What You Need to Know About the New Tax Law

Here’s an overview of the new tax exclusion rules for the sale of a principal residence.

October 1, 1997

Buyers and sellers are asking questions about the tax implications of buying or selling a house as a result of the new federal tax law that was signed on Aug. 5.

Below are some questions and answers on the new law prepared by the NATIONAL ASSOCIATION OF REALTORS® Government Affairs. Real estate professionals can use these answers to help educate clients and customers about tax changes.

The information focuses on the new tax exclusion on the sale of a principal residence--$500,000 for married couples filing jointly and $250,000 for singles. This new exclusion replaces and expands the old $125,000 one-time exclusion allowed for taxpayers age 55 or older. Taxpayers selling their house can claim the new exclusion as often as once every two years. They no longer have to buy another house of equal or greater value to claim the exclusion.

Taxpayers must satisfy three tests to qualify for the new exclusion.

I bought my house in 1990 and I plan to sell it soon. How do I determine my basis for measuring gain when I sell?

The starting point is your purchase price for the residence you bought in 1990. From that you must subtract any gain that you realized and deferred from earlier transactions. If you did do a rollover, you should review the Form 2119, “Sale of Your Home,” that you filed with your tax return for the year you sold your earlier residence. That form will show the adjusted basis of your current residence after rollover of the earlier gain.

Whether you start with the actual purchase price or an adjusted basis as determined in a prior rollover transaction, your basis is increased by adding the cost of major improvements or special tax assessments and subtracting any depreciation (e.g., which you might have taken as a prior home office deduction). The instructions for Form 2119 include a detailed work sheet to help you determine your correct basis.

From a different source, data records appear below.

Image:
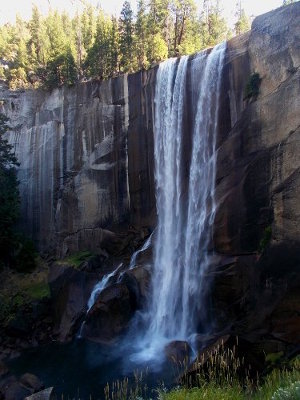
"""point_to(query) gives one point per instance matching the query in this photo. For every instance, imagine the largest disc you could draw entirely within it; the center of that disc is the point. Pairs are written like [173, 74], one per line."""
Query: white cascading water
[184, 219]
[100, 286]
[135, 255]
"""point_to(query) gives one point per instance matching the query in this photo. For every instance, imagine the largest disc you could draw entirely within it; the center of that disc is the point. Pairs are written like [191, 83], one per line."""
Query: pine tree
[184, 15]
[243, 23]
[141, 35]
[126, 28]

I sold my house on Sept. 1, 1997, and qualified for the $500,000 exclusion. On Sept. 2, 1997, I bought a new house for $150,000. I plan to sell it as soon as I again qualify for the exclusion. How do I determine my basis for measuring gain when I sell?

Your basis will simply be the purchase price of the $150,000 home plus improvements. The fact that you claim the $500,000 exclusion does not affect the basis of any residence you later purchase.

My spouse and I purchased a residence more than five years ago, lived in it for a while, then converted it to a rental property. If we sell this property today, we’ll have used it as our principal residence for fewer than two of the past five years. Can we still claim a portion of the exclusion?

No. If you fail any of the tests, you do not qualify for any portion of the exclusion, except under special circumstances involving employment or health.

How Do I Qualify for the $250,000/$500,000 Exclusion?

You must satisfy three tests:

  1. Ownership test--You must have owned the residence for at least two years of the five years preceding the date of sale.
  2. Use test--You must have used the property as your principal residence for two of the five years preceding the sale. Special note: If the residence you’re selling was acquired in a rollover transaction, you may be allowed to include the period of time you owned and used your former principal residence(s) for purposes of the ownership and use tests. You should consult your tax adviser to determine whether you qualify.
  3. Waiting-period test--You must not have used this exclusion for any sale during the preceding two-year period.